Organisation supports Remain campaign
SCDI says EU is key to Scotland’s competitiveness
The Scottish Council for Development & Industry (SCDI) says remaining in the EU is important to Scotland’s competitiveness in the global economy.
A clear majority of the SCDI’s broad range of private, public and social sectors members, supports continued membership of the EU.
Ross Martin, chief executive, said: “We believe that Scotland’s economy is best served by the UK’s continued membership of the EU.
“Today, some 45% of Scotland’s exports and 336,000 jobs depend on trade with EU countries and many of Scotland’s cities and regions, and businesses and educational institutions have deep links with counterparts across the EU.
“SCDI has identified a number of important challenges for the economy, namely productivity, innovation and internationalisation, underpinned by infrastructure. To address these challenges effectively and to grow Scotland’s competitiveness, we should remain in the EU and engage energetically with its institutions.”
Mr Martin (pictured below) said the organisation, whose membership spans businesses, professional associations, trade unions, the public sector, faith groups and charitable organisations, recognised that the EU was in need of reform, but believes change would be best achieved from within.
“While the EU obviously needs to reform and focus on key priorities, as the global economy becomes more competitive and connectivity improves, SCDI believes that influence in, and from within, the EU offers stronger prospects for Scotland to be successful,” he said.
“We look forward to making that case, but also to providing a platform for the issues to be discussed from both perspectives.”
SCDI said that despite its support for continued membership it recognises that it will be a decision for individuals across the country to reach.
Many of SCDI’s members have raised the need for non-partisan evidence on the potential impact of a decision either way in order to help people reach informed decisions. SCDI is planning to facilitate those considerations.
In SCDI’s view, the EU is an essential foundation for Scotland’s international trade and investment, enabling the free movement of goods, capital, services and people, reducing regulatory barriers and developing common standards.
It says people from the EU supply key skills in the Scottish economy and a significant and growing population at our world-class educational institutions.

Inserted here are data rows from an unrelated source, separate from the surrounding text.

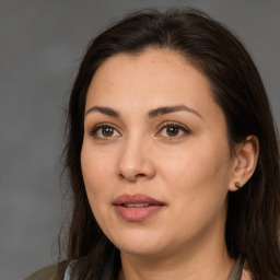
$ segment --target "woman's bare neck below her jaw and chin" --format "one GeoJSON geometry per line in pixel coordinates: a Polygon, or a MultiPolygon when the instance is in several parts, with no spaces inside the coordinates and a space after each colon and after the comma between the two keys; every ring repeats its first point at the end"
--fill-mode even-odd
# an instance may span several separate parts
{"type": "Polygon", "coordinates": [[[119,280],[226,280],[234,266],[221,228],[164,255],[139,256],[121,252],[120,257],[119,280]]]}

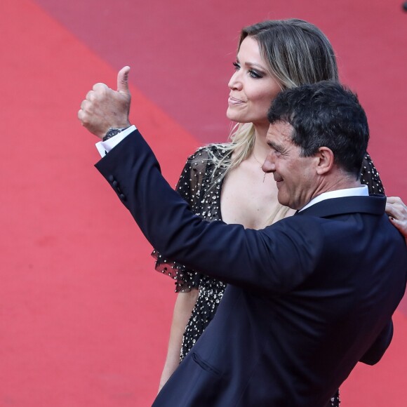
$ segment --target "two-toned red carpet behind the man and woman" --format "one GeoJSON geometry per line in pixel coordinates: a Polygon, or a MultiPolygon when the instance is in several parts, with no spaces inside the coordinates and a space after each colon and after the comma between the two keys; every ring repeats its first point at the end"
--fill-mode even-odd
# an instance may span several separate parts
{"type": "MultiPolygon", "coordinates": [[[[366,108],[387,194],[406,194],[407,13],[401,1],[2,0],[0,407],[149,406],[175,295],[151,247],[93,168],[97,141],[76,112],[131,65],[133,121],[175,184],[188,154],[225,140],[239,29],[314,22],[366,108]]],[[[343,406],[407,403],[407,305],[343,406]]]]}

It adds that the EU is now the main proponent of trade agreements and a successful defender of trade interests at the World Trade Organisation.
Concerns raised by SCDI members about leaving the EU included reduced influence over key policies, such as pan-European energy networks; reduced funding, for example for research and development or regional and social development; and reduced knowledge exchange in business and education.
Discussions with members found areas where there is support for reform. Some identified a deepening of the single market and action to address national regulatory barriers to trade, while others are concerned that there is some legislative and regulatory over-reach by the EU.
The SCDI concluded that both issues would benefit from EU institutions being more visible, responsive and flexible to business needs.